Sobre “Viaje a pie”

Secuelas del viaje gonzalino

Por Jairo Hernán Uribe Márquez

Releo mis notas de Viaje a pie, escritas en el siglo pasado, y no puedo menos que sorprenderme por ese ‘mí mismo’ que buscaba en Fernando González un cierto tipo de ánimo o ánima para soportar la vejez de los 33 años. Exactamente a esa misma edad, hacia 1928, el filósofo de ‘Otraparte’ se propuso un viaje a pie, con morral y bordón, desde Medellín a Buenaventura, deteniéndose, por supuesto, en las cumbres nevadas de esta inmensa cordillera que vemos todos los días. Compañero de jornadas fue Benjamín Correa, amigo, escribiente y secretario. Pero el auténtico interlocutor era el propio González, solipsista temerario que empezaba por aquel entonces a desprenderse del marco estrecho del pensamiento nacional y, en especial, de aquellas ideas generales, conservadoras, clericales y caducas con que se fundó el país.

Llegaron las ideas generales a donde estábamos reclinados y formaron tal algarabía que nos hicieron levantar y despedirnos con estas palabras: “Oigan, señoras, y perdonen que las llamemos así; nosotros estamos hastiados de ustedes; venimos desde muy lejos en busca de una idea nuestra, sólo nuestra, aunque sea por el espacio de diez segundos; vamos a recorrer la tierra en busca de una idea que no haya sido poseída por el doctor Emilio Robledo.
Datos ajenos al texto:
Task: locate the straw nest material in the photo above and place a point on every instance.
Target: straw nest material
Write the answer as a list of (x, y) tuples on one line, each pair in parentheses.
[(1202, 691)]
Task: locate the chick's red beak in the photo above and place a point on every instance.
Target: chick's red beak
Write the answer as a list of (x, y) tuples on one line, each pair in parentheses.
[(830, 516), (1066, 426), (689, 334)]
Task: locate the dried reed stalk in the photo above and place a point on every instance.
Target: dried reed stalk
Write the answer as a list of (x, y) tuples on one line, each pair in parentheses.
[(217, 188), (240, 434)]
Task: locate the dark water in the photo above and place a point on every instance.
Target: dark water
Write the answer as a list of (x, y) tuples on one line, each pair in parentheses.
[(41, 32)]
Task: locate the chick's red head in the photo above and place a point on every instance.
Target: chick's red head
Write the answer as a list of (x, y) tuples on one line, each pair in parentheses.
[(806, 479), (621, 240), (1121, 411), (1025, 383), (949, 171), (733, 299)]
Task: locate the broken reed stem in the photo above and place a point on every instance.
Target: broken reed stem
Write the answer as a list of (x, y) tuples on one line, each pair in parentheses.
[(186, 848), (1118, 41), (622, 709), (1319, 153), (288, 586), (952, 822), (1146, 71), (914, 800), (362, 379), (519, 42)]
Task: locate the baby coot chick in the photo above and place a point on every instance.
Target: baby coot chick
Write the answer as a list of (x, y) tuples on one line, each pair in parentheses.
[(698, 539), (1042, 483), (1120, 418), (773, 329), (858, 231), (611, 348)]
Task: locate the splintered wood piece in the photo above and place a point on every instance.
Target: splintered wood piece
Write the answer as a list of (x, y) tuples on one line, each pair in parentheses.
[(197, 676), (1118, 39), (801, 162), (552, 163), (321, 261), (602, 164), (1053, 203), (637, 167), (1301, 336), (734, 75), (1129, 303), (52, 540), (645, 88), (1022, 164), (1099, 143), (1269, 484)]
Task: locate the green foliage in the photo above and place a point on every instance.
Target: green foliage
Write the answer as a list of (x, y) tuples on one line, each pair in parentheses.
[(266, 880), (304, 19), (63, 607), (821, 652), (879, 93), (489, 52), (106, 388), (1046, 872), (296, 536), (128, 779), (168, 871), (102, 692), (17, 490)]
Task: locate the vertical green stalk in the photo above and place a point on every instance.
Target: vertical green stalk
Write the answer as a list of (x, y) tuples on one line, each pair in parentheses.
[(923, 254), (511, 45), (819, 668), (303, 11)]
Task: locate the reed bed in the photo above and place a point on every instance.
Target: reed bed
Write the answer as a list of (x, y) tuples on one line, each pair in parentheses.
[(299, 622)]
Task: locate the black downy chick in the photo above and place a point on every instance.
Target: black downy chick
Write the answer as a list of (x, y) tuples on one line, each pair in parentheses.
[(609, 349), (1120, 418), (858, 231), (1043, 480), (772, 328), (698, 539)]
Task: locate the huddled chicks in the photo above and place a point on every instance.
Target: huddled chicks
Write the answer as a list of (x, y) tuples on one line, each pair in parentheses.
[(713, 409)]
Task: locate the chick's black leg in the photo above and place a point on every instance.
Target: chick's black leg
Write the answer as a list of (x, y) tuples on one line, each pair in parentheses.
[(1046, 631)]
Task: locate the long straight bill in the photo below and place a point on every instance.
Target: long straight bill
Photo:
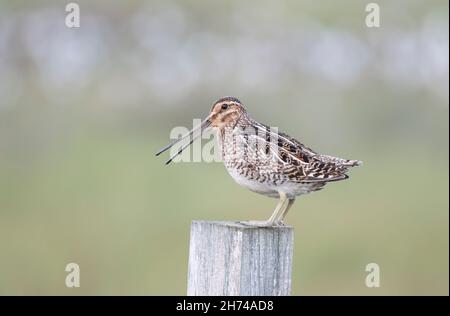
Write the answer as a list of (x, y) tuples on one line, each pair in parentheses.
[(201, 127)]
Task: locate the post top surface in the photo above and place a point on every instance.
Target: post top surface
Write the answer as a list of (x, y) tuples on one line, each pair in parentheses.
[(241, 224)]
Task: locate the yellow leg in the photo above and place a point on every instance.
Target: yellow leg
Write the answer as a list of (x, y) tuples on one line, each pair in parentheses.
[(282, 204), (283, 212)]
La encontraremos en Manizales, o en Buenaventura, aunque sea una de esas ideas negras que hay allá…”.

El viaje físico que transcurre por trochas, fondas y plazas pueblerinas, es en realidad una excusa del viaje íntimo, existencial y crítico a bordo de los temas y preocupaciones fundamentales, no tanto de un filósofo aficionado —como el mismo se acredita— sino de un pensador maduro que aspira a lo que luego denominaría la ‘autoexpresión’, es decir, la capacidad de pensar y expresar lo que se siente. Con esa armadura de naturalidad e irreverencia, declarará en el clímax de su aventura:

¿Qué vimos en nuestras almas? Que son tres los motivos de esta inmensa obra; que en nosotros hay hambre, amor y miedo. Todos sus trabajos los ha ejecutado el hombre debido a estas tres causas; todo su desenvolvimiento es motivado por ellas.

Resta el viaje crucial o su postulación hipotética: el de la muerte. Un libro como éste, dedicado a la exaltación de la juventud y de la vida, no puede menos que convocar sus reversos: el inevitable envejecimiento y el morir.

Avistador profesional, como ya sabemos, de muchachas, agonías y entierros, González corrobora que “lo único esencial en un entierro es el cadáver y el sepulturero”. Y no deja de señalarnos que “al morir nos hacemos más terrenales; nos llama más fuertemente la tierra”.

Descontento, pues, de su materia física, este filósofo bífido se atiene a los sentidos primordiales (ver, oír, oler, y saborear) como imprescindibles estaciones que ha de recorrer el pensador para trascender sus límites y alcanzar el señorío: aquel dominio de sí que logra por fin conciliar la filosofía con la cultura.

Dominio que quizá alcanzó nuestro filósofo criollo en Manizales, en sus faldudas calles. Pues, como finalmente expresó al dejar la city y proseguir su viaje: “Las ciudades planas no tienen, como esta, un alma para cada calle”.

Fuente:

Uribe Márquez, Jairo Hernán. “Secuelas del viaje gonzalino”. Comunicación personal. Publicado originalmente en la revista virtual Babelia, n.º 27, Manizales, 2007.